La struttura portante del concerto è una presentazione sinfonica del nuovo album “Fantasma”, e dopo i Titoli di Testa ecco la voce solitaria di Francesco Bianconi ne Il Futuro, con imprinting romano: “Sul raccordo anulare/i ragazzi di ieri/hanno vecchi fucili/e una fotografia/hanno fatto la spesa ed i conti col tempo/ma la loro ballata finisce a metà”. Così, dall'inizio, si capisce che le oltre due ore di live saranno un'ode al tempo che passa: tra futuro anteriore e presente al passato.
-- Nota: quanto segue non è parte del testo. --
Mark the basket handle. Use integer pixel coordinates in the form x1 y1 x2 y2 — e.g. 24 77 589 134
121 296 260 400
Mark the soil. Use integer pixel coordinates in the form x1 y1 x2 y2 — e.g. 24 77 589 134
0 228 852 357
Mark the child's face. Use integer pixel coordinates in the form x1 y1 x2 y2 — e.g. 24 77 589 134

E lo stesso Bianconi è umile e potente quando, presentando il capolavoro di Leo Ferrè, Col Tempo, afferma: “la più bella canzone sul tempo, che infatti non è nostra”. La performance procede con il pubblico sempre più esaltato ed i tre Baustelle in gran forma, aldilà delle imperfezioni vocali di Bianconi e forse qualche incertezza di Rachele Bastrenghi, mentre Claudio Brasini è calmo e preciso alle sue chitarre e orchestra e coro donano profondità e spazialità al suono: la mirabile acustica della sala fa il resto.
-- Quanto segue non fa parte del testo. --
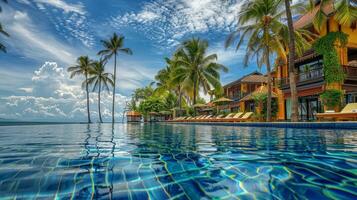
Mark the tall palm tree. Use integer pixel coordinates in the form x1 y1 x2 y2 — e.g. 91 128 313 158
0 0 10 53
88 60 114 123
173 38 228 104
226 0 283 121
284 0 308 122
98 33 133 123
308 0 357 31
155 55 183 109
67 56 93 123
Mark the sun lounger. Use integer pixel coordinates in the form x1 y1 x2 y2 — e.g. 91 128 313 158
238 112 254 122
219 112 244 122
204 115 224 122
316 103 357 121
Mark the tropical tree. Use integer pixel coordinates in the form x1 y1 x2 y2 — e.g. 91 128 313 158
0 0 10 53
67 56 93 123
307 0 357 31
88 60 114 123
173 38 228 104
155 55 184 109
98 33 133 123
226 0 284 121
284 0 299 122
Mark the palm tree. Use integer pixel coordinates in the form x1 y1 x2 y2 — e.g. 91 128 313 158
0 0 10 53
308 0 357 31
98 33 133 123
67 56 93 123
226 0 284 121
88 60 114 123
173 38 228 104
155 55 183 109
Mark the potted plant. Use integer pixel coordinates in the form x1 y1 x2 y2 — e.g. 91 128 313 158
320 89 343 111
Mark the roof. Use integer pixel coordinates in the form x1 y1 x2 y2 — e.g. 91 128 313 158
213 97 233 103
240 86 278 101
223 71 267 88
294 1 335 29
126 111 141 116
241 75 268 83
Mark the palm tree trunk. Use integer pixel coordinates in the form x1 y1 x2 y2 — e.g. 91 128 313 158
265 46 272 122
98 80 103 123
285 0 299 122
178 85 182 108
193 81 197 105
86 72 92 124
112 53 117 124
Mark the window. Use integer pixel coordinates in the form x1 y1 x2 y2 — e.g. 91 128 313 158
347 48 357 62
La seconda parte, più intonata alla “mala-educazione” Baustelle, come tiene a sottolineare Bianconi, è meno ingessata della prima e dopo la spettrale Cristina ecco il faticoso romanesco di Contà l'inverni, quasi a voler esaltare il tributo a Roma che tocca l'apice con una commovente versione di Piangi Roma, che conoscevamo cantata con Valeria Golino in Giulia non esce la sera e che quasi fa crollare la Santa Cecilia sotto gli applausi e gli echi di Renato Nicolini, a pochi mesi dalla sua morte, Trastevere, la pioggia e il sole di Roma: “Mi manchi tu, la fantasia/il cinema, l'estate indiana/mi servi tu, un brivido,/il ghiaccio nel/Campari soda”. In mezzo un Corvo Joe epico e il citazionismo Baustelle sembra sprofondare in un caleidoscopio à la Benjamin: Edgar Poe che ci ricorda il suo traduttore Baudelaire qui non cantato, il Battiato sinfonico e l'intonazione De André, l'evocazione di Montale e la foto gigante della copertina del disco, ripresa da Dario Argento, alle spalle a dominare la sala.
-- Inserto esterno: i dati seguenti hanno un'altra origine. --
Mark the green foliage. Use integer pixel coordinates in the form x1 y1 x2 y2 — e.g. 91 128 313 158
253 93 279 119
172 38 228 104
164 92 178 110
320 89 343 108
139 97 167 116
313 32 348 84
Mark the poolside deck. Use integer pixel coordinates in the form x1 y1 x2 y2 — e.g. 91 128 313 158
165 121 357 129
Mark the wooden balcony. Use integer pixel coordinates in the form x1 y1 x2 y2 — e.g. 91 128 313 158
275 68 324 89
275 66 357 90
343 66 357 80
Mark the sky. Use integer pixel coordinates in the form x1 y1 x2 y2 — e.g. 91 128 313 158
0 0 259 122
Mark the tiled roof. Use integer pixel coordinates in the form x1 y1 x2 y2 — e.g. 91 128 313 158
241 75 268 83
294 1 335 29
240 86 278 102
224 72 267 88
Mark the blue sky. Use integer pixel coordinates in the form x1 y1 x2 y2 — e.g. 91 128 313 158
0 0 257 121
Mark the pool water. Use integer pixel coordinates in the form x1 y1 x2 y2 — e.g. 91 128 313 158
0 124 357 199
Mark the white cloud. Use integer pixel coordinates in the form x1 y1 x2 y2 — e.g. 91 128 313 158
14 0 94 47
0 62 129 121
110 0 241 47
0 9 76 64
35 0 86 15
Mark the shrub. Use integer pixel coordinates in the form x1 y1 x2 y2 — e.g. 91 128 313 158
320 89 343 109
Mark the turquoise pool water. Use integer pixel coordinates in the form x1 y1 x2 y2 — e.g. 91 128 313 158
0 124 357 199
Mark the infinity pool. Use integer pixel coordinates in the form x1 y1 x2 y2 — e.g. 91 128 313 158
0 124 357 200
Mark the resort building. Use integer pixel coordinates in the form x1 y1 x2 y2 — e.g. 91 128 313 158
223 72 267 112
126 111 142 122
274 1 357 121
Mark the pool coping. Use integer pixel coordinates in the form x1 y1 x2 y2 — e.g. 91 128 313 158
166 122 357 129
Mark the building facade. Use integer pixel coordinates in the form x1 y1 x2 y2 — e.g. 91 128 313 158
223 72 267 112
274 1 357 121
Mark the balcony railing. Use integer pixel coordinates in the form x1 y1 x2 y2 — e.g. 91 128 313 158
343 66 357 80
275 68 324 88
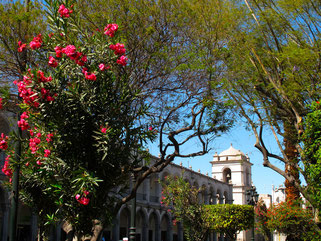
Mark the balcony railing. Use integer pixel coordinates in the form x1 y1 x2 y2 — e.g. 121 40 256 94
149 196 159 203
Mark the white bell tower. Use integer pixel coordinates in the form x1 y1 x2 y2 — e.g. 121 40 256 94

Il finale è pirotecnico: Charlie fa surf perde i battiti ritmici, ma non le pulsazioni di rabbia e distopia su un tappeto di archi: “Charlie fa surf. Quanta roba si fa. MDMA/Ma ha le mani inchiodate/da un mondo di grandi e di preti”. La guerra è finita è sempre un atto d'accusa lancinante, una cesura violenta e lesionista che fa da sottofinale a questa serata, prima dello strumentale Andarsene così. La spirale temporale si interrompe, anche se il pubblico non vorrebbe; e allora tributa una standing ovation da teatro che sembra quasi imbarazzare la band e gli stessi spettatori. Verrebbe da urlare: “Io non voglio crescere. Andate a farvi fottere”.
Prima parte: Fantasma (Titoli di testa), Il futuro, Nessuno, Il finale, Radioattività, Diorama, L'orizzonte degli eventi.
Seconda parte: Cristina, Conta' l'inverni, Monumentale, La morte non esiste più, La natura, Maya colpisce ancora, L'aeroplano, Col tempo (cover Leo Ferrè), Corvo Joe, Piangi Roma, L'estinzione della razza umana, Fantasma-coda.
Encore: Charlie fa surf, La guerra è finita, Andarsene così.